The aim of this article is to investigate whether high body mass index (BMI) increase the risk of recurrence and correlate with higher glucose uptake in recurrent lesions in post-menopausal women with BC.

2. Materials and Methods

Patients

The hospital RIS/PACS system (Elephant, AGFA) was searched by an author to retrieve post-menopausal women with breast cancer, who had undergone a pre-operative [18F]FDG PET/CT scan before neoadjuvant chemotherapy and curative-intent surgery. Menopausal status was confirmed by means of a written declaration at the time of the [18F]FDG PET/CT scan of the by each patient involved in the study.
Inclusion criteria comprised: a) age>18 years; b) histological confirmation of unilateral breast cancer; c) availability of a pre-operative [18F]FDG PET/CT scan; d) neoadjuvant and curative-intent- surgery; e) confirmation of post-menopausal state; f) availability of clinical follow-up information in the hospital database.

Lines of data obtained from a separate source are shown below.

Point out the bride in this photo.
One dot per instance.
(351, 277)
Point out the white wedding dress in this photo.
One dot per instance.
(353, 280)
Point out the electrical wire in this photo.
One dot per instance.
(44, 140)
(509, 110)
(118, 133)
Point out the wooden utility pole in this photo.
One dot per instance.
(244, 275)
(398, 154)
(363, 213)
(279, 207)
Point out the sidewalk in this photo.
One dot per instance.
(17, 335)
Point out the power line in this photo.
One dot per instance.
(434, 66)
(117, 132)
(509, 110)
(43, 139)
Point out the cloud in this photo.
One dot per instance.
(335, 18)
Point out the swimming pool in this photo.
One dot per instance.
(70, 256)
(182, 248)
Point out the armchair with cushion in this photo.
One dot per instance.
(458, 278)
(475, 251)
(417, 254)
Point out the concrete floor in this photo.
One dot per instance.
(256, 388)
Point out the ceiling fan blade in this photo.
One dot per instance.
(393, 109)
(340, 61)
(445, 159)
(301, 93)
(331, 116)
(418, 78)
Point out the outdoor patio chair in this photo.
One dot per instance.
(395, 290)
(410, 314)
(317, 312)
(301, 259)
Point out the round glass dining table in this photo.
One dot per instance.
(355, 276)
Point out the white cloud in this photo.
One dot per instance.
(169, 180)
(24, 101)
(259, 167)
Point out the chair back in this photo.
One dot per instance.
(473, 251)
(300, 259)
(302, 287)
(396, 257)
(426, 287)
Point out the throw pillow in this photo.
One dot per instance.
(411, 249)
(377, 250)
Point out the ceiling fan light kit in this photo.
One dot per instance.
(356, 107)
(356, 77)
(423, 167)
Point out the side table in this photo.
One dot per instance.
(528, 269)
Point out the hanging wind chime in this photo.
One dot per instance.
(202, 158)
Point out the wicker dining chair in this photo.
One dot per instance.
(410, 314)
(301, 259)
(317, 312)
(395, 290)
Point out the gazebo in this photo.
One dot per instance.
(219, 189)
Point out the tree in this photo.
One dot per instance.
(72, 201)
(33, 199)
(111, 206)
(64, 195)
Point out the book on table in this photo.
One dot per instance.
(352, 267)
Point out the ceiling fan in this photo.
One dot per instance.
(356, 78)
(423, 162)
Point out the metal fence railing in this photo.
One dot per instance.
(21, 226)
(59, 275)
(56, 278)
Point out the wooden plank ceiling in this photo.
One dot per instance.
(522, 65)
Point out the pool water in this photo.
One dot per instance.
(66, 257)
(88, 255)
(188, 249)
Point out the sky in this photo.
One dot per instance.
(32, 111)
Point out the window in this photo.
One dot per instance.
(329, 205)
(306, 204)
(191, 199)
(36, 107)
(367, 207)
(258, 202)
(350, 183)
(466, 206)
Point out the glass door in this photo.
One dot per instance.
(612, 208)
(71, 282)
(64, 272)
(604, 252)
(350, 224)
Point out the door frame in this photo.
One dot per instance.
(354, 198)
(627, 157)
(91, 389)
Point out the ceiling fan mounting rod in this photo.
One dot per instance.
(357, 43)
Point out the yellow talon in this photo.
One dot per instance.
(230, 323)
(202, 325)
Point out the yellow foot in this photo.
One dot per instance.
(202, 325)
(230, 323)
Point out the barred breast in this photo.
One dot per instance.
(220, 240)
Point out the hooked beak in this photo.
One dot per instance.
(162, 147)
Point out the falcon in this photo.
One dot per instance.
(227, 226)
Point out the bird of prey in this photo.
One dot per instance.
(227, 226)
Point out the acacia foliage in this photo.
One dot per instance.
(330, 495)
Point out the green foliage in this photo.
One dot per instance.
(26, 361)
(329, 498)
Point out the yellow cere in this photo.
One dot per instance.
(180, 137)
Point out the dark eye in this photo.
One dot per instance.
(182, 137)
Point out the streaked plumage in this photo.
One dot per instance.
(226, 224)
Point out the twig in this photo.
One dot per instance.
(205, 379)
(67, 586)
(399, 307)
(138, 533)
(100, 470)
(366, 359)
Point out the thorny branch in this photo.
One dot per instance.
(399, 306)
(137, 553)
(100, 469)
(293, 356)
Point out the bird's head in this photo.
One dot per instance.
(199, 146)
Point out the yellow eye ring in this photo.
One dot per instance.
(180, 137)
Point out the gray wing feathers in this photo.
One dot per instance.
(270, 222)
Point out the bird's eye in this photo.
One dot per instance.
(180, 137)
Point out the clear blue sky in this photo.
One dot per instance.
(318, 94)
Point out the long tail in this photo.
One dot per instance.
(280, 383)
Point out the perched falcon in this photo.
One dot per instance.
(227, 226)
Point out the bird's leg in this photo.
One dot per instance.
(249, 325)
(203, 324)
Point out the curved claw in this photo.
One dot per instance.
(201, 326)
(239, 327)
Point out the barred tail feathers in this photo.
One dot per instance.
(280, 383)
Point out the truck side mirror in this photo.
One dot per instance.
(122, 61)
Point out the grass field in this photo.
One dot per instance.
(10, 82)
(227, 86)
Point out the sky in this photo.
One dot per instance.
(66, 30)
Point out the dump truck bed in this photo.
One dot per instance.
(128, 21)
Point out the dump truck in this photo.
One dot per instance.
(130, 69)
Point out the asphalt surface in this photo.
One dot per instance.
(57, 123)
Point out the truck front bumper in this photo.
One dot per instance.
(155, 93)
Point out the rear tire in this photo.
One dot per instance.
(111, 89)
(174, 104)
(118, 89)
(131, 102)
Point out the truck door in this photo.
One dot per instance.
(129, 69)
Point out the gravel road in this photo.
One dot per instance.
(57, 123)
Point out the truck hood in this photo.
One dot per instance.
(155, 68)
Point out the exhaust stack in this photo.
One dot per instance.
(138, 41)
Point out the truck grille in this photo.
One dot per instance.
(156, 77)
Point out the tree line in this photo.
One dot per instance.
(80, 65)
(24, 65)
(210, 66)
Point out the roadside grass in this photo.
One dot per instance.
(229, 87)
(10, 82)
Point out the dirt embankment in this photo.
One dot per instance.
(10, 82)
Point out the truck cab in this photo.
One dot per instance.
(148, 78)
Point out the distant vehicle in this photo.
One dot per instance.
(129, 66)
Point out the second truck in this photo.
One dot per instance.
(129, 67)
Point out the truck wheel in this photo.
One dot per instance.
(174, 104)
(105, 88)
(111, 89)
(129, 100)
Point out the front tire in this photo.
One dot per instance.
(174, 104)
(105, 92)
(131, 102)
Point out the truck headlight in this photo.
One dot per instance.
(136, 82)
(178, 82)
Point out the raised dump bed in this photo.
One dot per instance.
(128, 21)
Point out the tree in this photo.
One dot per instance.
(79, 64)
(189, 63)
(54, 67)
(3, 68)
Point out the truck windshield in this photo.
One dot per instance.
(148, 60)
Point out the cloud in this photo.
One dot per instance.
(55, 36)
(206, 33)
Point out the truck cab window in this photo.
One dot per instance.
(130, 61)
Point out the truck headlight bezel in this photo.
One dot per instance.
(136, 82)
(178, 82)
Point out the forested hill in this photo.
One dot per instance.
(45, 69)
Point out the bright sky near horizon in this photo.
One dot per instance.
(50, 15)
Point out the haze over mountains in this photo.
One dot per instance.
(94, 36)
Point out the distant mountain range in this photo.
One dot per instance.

Exclusion criteria included execution of neoadjuvant radiotherapy.
The interval between [18F]FDG PET/CT scan and surgery was 1-2 weeks. At the time of the baseline [18F]FDG PET/CT scan, BMI was calculated using the following formula: weight in Kg/(height in m)2. Patients were divided in two groups (high BMI and normal BMI) using a threshold of BMI≥25 kg/m2 according to the recommendation of World Health Organization [20].
Data on patient follow-up and recurrence were gathered from both medical records and the institutional tumor registry. A follow-up of 5 years after the baseline PET/CT scan was planned to identify recurrence in the breast (T_rec); lymph nodes (N_rec); distant locations (M_rec). Follow-up information included imaging scans (US, mammography, CT, MRI and PET/CT scans) and clinical consultations. Patients underwent clinical follow-ups every 6 to 12 months post-surgery.
Due to the retrospective design of the study, the local ethical committee granted a full waiver for ethical approval.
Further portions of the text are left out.